The full amount of loan applications through the RANRTF (currently a maximum of $1500) and RANCCF will continue to be paid in full to applicants.

Similarly the full amount of grants through the RANRTF and RANCCF paid to, or on behalf of applicants, will be paid in full.

Any increased costs or GST associated with providing you with loans and grants will be borne by the RANRTF and RANCCF.

Due to the nature of the RANRTF and RANCCF both funds operate in an income tax exempt environment.

While there have been significant operating cost increases in your holiday centres over the past three years these costs have been absorbed by the RANCCF, your tariffs have not been increased and the tariffs will not be increased this year.
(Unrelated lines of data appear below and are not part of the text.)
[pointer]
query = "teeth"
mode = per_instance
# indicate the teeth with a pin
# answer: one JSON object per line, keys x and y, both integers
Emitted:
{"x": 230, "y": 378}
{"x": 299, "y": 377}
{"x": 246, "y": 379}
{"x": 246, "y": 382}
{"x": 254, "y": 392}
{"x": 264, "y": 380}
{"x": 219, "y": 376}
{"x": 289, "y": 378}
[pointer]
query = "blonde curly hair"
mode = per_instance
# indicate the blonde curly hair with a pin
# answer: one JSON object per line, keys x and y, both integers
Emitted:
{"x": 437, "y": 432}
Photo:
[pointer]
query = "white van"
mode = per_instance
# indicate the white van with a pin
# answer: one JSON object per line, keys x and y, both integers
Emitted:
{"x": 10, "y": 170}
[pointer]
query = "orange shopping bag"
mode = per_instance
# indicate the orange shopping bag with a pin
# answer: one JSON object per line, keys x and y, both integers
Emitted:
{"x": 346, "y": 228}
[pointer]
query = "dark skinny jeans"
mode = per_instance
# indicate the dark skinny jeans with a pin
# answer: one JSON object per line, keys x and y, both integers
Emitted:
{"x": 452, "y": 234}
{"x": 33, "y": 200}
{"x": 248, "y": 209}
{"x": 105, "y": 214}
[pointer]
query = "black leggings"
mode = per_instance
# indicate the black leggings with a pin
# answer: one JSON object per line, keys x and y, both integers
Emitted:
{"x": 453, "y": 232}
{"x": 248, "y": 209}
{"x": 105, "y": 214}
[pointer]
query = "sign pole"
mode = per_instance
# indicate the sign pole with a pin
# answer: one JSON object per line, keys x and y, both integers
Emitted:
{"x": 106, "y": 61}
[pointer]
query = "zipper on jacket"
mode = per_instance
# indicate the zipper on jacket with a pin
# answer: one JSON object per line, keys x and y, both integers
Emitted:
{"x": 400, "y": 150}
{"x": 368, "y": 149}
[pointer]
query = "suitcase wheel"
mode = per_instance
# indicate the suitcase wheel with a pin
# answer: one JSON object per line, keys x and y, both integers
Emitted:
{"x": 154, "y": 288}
However, with the tax reform the holiday centres are required to collect GST and remit it to the ATO.

Does the Holiday Centre make money from GST?
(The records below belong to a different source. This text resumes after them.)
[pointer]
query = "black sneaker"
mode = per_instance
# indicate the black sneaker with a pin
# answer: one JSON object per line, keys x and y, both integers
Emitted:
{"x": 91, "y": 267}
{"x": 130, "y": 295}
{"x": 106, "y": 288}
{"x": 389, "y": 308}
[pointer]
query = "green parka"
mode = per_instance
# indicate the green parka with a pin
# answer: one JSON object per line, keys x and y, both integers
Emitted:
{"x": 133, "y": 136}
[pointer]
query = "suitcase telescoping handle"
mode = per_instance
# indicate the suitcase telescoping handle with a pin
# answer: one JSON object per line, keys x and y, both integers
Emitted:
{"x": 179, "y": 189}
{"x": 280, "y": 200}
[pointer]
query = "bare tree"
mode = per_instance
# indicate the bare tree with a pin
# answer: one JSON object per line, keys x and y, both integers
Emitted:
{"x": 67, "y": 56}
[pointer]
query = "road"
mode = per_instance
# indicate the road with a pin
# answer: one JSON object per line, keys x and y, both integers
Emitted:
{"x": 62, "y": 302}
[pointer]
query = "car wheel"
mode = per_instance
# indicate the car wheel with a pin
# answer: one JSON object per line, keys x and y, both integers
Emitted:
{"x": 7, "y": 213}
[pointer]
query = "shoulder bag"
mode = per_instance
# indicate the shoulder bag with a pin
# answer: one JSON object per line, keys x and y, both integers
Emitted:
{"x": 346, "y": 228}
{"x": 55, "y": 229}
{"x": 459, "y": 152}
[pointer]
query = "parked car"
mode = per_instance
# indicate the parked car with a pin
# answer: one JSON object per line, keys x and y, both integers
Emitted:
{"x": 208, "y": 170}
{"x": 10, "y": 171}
No. The tax is collected as part of the selling price (the tariff) and then passed on the ATO.

Being 100 per cent owned by the RANCCF the holiday centres have operated in an income tax and Wholesale Sales Tax (WST) exempt environment.

So removal of WST and other taxes will not necessarily result in reduced costs for your holiday centres.

While increased costs in your holiday centres associated with tax reform will be borne by the RANCCF you can be 100 per cent assured their will be no price exploitation in the holiday centres and that at any savings from tax reform will be passed to members.